The Indivisible people, who were the main force that had called for and organized this, were working overtime to put forward a totally paltry message: vote and go register people to vote. While there certainly was an audience for this, there were a lot of people who responded to our agitation that we can’t wait for 2020, that telling people the answer to this fascism is register people to vote is part of the passivity we have to break out of. We did a lot of agitation, really working to make the case to people, with evidence, that 1) this is a fascist regime and it has to be removed from power now, 2) the impeachment will not do that on its own, but by creating a crisis of millions in the street demanding the whole regime must go, we could change the terms, 3) the unrelenting mass protests we see all over the world are an example of how the people become a new force that can actually change things, 4) there is a means to do this through the #OutNow protests that have begun and  5) we need your help in breaking people out of the passivity, we have to go against the tide.

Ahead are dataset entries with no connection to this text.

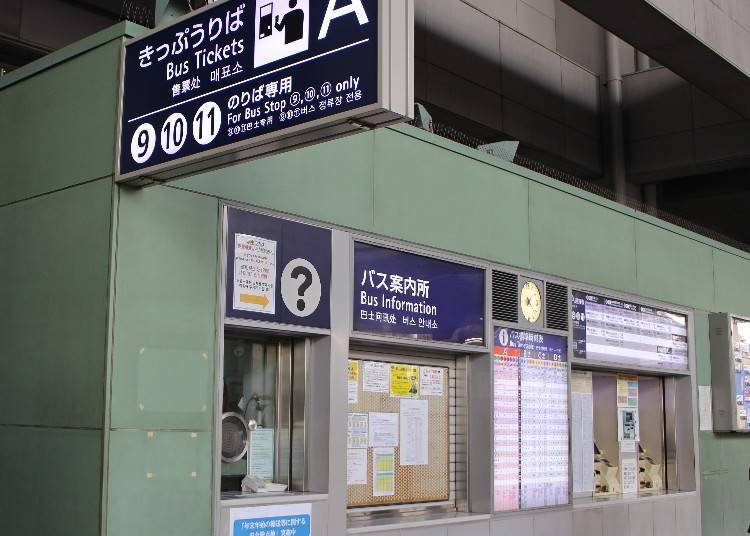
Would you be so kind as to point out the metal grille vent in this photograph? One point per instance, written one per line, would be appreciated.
(504, 296)
(557, 306)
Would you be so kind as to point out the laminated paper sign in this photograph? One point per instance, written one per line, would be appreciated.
(431, 381)
(254, 274)
(376, 377)
(404, 381)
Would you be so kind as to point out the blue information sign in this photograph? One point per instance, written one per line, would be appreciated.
(408, 295)
(290, 525)
(241, 70)
(277, 270)
(530, 345)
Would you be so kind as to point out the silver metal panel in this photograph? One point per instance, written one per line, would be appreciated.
(341, 278)
(670, 432)
(282, 451)
(300, 399)
(686, 437)
(480, 407)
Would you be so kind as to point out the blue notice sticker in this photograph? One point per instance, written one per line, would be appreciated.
(291, 525)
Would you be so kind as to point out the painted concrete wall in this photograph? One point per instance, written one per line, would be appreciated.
(121, 400)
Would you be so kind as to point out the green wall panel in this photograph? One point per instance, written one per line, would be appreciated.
(51, 481)
(159, 483)
(574, 238)
(673, 268)
(58, 127)
(732, 283)
(54, 253)
(165, 309)
(330, 182)
(431, 196)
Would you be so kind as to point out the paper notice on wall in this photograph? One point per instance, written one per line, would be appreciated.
(375, 376)
(383, 429)
(254, 274)
(260, 453)
(353, 382)
(431, 381)
(628, 428)
(404, 381)
(356, 467)
(705, 409)
(357, 431)
(383, 472)
(629, 475)
(413, 433)
(627, 391)
(583, 430)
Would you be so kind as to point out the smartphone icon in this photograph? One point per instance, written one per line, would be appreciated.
(266, 21)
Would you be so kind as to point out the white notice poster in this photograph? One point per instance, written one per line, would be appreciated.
(254, 274)
(413, 432)
(376, 377)
(356, 433)
(629, 476)
(260, 453)
(431, 381)
(383, 429)
(356, 467)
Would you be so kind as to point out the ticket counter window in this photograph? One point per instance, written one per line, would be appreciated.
(618, 434)
(260, 432)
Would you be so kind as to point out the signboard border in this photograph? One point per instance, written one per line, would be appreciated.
(400, 341)
(637, 300)
(390, 107)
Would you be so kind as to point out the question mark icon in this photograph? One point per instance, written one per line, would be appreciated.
(307, 281)
(300, 287)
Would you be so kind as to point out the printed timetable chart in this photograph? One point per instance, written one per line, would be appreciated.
(617, 331)
(506, 428)
(530, 420)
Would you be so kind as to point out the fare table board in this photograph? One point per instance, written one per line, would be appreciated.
(620, 332)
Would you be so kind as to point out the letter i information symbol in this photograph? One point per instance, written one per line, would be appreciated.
(282, 29)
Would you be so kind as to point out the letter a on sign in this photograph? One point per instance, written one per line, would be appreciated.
(332, 12)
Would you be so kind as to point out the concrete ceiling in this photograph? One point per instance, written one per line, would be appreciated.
(651, 31)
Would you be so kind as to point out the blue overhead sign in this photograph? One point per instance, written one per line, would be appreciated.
(244, 73)
(408, 295)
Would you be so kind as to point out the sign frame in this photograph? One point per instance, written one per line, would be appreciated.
(623, 366)
(394, 104)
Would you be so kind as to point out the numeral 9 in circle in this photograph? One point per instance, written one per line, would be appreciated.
(173, 133)
(143, 142)
(207, 122)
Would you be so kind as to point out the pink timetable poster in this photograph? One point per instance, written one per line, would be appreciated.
(531, 462)
(506, 428)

A lot of people were drawn in listening to this agitation, videoing it, and when the question was put to them about why the passivity of our side and how to change it, many said they think people too much think about themselves and what’s happening to them and not what’s happening to other people. One woman when asked about how to change this brought up an ad she saw about gun violence that showed children at school, she described something visceral that reaches inside of you and said we need some things like that. Other people described continually posting things on Facebook about what is happening to people as the way they have tried to change how people are thinking and acting, but while people like their posts, they don’t come out into the streets. People who said that were saying they will come this Saturday even if it is by themselves.

The image of the protests happening around the world and doing that here really resonated with people, though there seems to be a gap between that and people actually deciding to be part of fighting to make happen the week-after-week protests.

We had a small Revolution Club crew and the banner, This System Cannot Be Reformed, It Must Be Overthrown. At times along the march we did that chant, “There’s a whole better way that the world can be, make revolution get humanity free,” as well as the 1-2-3-4 chant – America Was Never Great, and we used these chants as a bouncing off point for agitation about what gave rise to this fascist regime and why and how there’s really a whole better way the world can be. One thing that got a big response was when we essentially were laying out some of the content of the POAs (Points of Attention for the Revolution) in terms of the world we are fighting for. We brought out the leadership of BA and the new communism, and there is a force organizing now for this revolution, and that what we forge together now by getting in the streets in mass protest opens up the space for that kind of future. Some people turned away when we got into the revolution we need, but a lot of people were at least curious, some more attracted. We got out about 200 of the 5-2-6 and probably about the same amount of the Puerto Rican People’s Day parade case flyers.